Apesar da grande mídia apontar o regime de capitalização como sistema alternativo, se vier a ser implementada, substituirá a médio prazo, o regime de repartição, colocando em risco, assim, as aposentadorias/pensões atualmente vigentes devido à ausência de recursos para honrar os pagamentos.  Outro ponto a ser considerado desse regime de capitalização é o fato de que o aumento do fluxo de recursos que os bancos vão ter após a reforma, proveniente da previdência privada, não se pode automaticamente pensar que vai ser transmitido a investimentos no país. Ao observar o comportamento do sistema financeiro brasileiro, percebe-se que está, cada vez mais, voltado ao mercado financeiro através de transações em derivativos financeiros, participações de capital e em fundos de investimentos. A política de gestão patrimonial também evidencia que as carteiras de crédito, localizada no ativo patrimonial das instituições, têm cada vez menos peso quando comparadas as participações nos mercados especulativos financeiros. Portanto, não há como afirmar que com maior entrada de recursos, os bancos aumentarão sua oferta de crédito a negócios estratégicos no desenvolvimento do país.

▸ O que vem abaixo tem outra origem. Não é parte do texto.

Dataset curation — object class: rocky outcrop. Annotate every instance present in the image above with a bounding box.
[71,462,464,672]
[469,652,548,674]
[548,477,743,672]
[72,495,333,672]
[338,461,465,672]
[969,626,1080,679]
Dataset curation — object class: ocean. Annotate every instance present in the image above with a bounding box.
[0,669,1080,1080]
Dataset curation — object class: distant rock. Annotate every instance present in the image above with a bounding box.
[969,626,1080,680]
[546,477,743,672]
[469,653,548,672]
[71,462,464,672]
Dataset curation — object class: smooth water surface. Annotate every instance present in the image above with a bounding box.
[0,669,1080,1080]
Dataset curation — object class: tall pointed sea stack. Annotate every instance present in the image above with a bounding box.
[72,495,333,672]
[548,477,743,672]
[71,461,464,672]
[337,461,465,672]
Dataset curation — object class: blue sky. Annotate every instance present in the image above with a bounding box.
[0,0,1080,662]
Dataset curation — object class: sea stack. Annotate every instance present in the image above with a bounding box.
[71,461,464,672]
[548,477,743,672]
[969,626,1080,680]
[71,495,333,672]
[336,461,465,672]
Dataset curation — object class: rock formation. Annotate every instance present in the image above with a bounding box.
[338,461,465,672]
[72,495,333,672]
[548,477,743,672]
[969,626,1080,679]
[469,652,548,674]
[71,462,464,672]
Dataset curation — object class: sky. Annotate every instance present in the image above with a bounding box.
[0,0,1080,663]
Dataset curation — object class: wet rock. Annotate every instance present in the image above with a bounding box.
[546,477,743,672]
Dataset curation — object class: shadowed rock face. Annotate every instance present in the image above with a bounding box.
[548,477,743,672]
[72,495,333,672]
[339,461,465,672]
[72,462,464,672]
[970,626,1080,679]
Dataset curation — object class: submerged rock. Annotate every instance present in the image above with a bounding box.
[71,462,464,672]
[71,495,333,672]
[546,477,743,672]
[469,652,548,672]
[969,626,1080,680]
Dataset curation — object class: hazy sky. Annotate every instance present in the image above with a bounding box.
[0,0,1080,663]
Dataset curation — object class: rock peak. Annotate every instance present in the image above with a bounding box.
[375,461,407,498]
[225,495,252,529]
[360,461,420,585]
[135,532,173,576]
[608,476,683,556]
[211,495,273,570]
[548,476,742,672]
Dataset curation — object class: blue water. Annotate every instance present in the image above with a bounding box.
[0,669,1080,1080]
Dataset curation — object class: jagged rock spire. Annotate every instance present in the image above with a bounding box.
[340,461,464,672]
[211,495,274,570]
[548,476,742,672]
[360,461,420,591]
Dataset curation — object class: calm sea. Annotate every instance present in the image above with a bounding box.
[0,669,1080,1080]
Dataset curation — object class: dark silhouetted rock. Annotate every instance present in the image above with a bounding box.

Pelo contrário, a gestão bancária está tomando rumos não convencionais, ligados à especulação financeira, para garantir lucros exorbitantes mesmo em tempo de baixo crescimento e recessão. Dessa forma, não há como garantir que o novo fluxo de dinheiro que entrará nos bancos após a reforma irá retornar a sociedade como crédito ao investimento e ao desenvolvimento nacional.

Há também um problema de instabilidade desse circo privado de previdência, pois, como foi visto, em 2008, no Chile, de acordo com a Organização Internacional do Trabalho (OIT), as Administradoras de Fundos de Pensão perderam 60% de todas as prestações acumuladas entre 1982 e 2008. Mais da metade do dinheiro economizado pelos trabalhadores chilenos foram perdidos. Outro grave problema é o fato de que muitos trabalhadores, vítimas de instabilidade laboral, não conseguiram poupar parte dos seus recursos e tornaram-se idosos sem renda para manter suas vidas. Assim, a reforma da Previdência chilena, considerada como “o caso de sucesso” para o Ministro da Economia, Paulo Guedes, teve tantos impactos sociais negativos que precisou de uma reformulação. Até os dias atuais, há vários protestos civis e a tendência é que volte ao modelo tradicional previdenciário. 

Portanto, o que se ver é uma possível festa do sistema bancário brasileiro frente à eminente reforma do sistema previdenciário. Atualmente, o sistema previdenciário privado chileno arrecada cerca de 75% do seu PIB anual, resultando cerca de US$ 212 bilhões, esse número deverá ser mais exorbitante no Brasil devido a sua estrutura econômica. Assim, podemos concluir que esta reforma beneficia um setor em transformação e com cada vez mais poder na economia brasileira, os bancos, em detrimento do interesse da maioria da população brasileira, ora através da acrescida insegurança financeira durante a velhice, ora no provável desvio de recursos para atividades não produtivas.

*Thiago Bartolomeu é pesquisador do Núcleo de Estudos Conjunturais (NEC) da Universidade Federal da Bahia (Ufba). Graduando em Economia pela Faculdade de Economia da Ufba.